While I was in college at the University of Michigan, one of my professors pointed out that throughout much of history pastors and priests have come from the brightest and best. In a world where education was rare, pastors were educated. In a era when many could not read and write, priests could often do so in several languages. Thus the past blooms with wonderful writers, thinkers, poets and even scientists who also happened to be clergy.
My professor then lamented that this is no longer the case. Now, to be fair, he didn't come out and call us stupid, yet it was clearly implied that our educational process had been compromised, that our writing skills were on par with teenage love poetry, and that our brainial capacity had lost a quart (or a liter if you prefer the metric). That statement challenged me then, and it remains a challenge to me now.

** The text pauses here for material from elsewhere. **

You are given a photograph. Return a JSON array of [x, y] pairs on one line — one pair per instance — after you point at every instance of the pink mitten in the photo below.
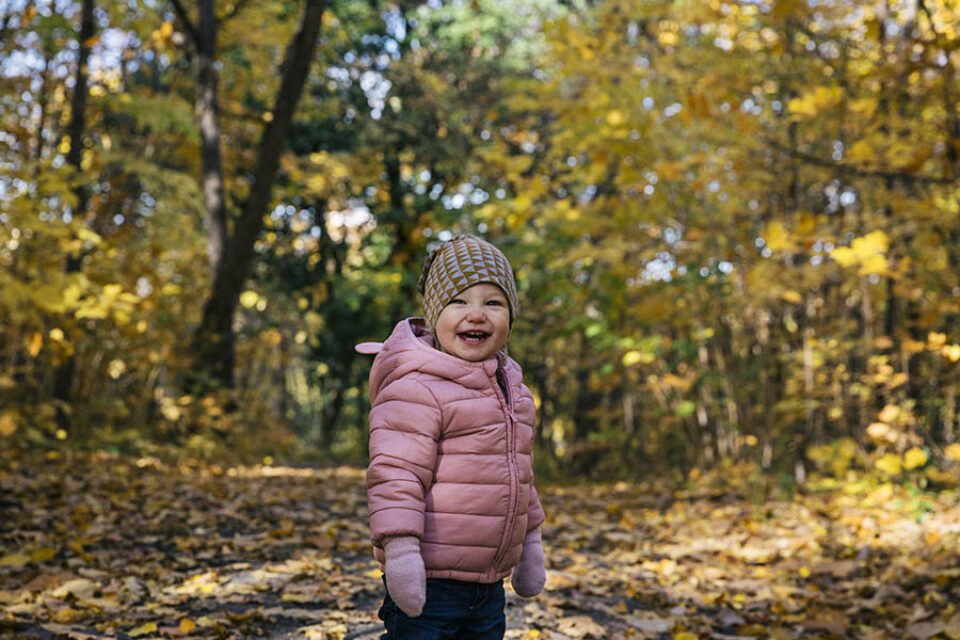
[[405, 574], [529, 575]]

But I have learned a lot since those college days. I have learned that Christian theologians are just as intelligent as they were in the past -- I have equal difficulty reading Aquinas, Hegel, Tillich, Pannenberg, and Reuther. These people are so smart they make my brain hurt, so you could say that the branches at the top of our trees are providing the same high quality figs as they did in the past. I also have met a number of pastors who can capably debate philosophy, read Hebrew and Greek, all while operating a motor vehicle. Most exciting of all, there are among us great writers of inspirational stories, music lyrics, and poetry. So many of the middle branches are pretty healthy too.
But my concern comes with those lower branches in the tree: the ones that seem to be filled with howler monkeys screaming anti-intellectual, monosyllabic dogma. I worry that if they keep hollering and hooting like they have been, that slowly Christianity will fall into a subculture of stupidity. For example, the sudden surge of home schooling among conservative Christians, so that their kids don't learn objectionable science, and are protected from the evils of independent thought. My experience tells me, how shall I say this without sounding rude, that most parents who try to do this can't compete with the quality of our public school system. They may be able to handle the three r's of reading and writing and righteousness, but they don't remember enough from high school chemistry, calculus, or literature to teach it ably.
Further, many Christians have come to view the scientific community with unhealthy skepticism. We have people that believe that dinosaur bones are the creation of Satan meant to lead the faithful astray. We have people that believe that evolution is an unproven theory on par with the idea that we are all inside 'the Matrix' and are experiencing a virtual world. We have people that would believe that there is some secret group of illuminati out there manipulating scientific "discoveries", rather than admit that it may have taken more than seven days for the sun, the earth, and the moon to form.
What happens if this trend continues for five or six generations?
What I foresee is Christianity becoming a subculture of people who slow slip out of the realm of human progress and revert to medieval doctrine. I see a group of people who become more and more out of touch with reality, because they won't admit the truth that they may be wrong.
Several years ago there was a petition to get 10,000 pastors to sign a document that stated that a person can believe in evolution and still be a faithful Christian. I don't know if the petition got enough signatures or not, but that doesn't really matter. What matters is that disputing the scientific facts of some parts of the bible doesn't make us heretics; in fact, it requires us to think about our world, to discern what religious truth is, and to strive for a deeper understanding of God. I believe we need to reclaim our curiosity, regain our love for education, and allow ourselves to think; or else, face extinction as a people of faith.
So there's my two figs flung into the fruit-salad of philosophy -- waiting to hear the howler monkeys complain.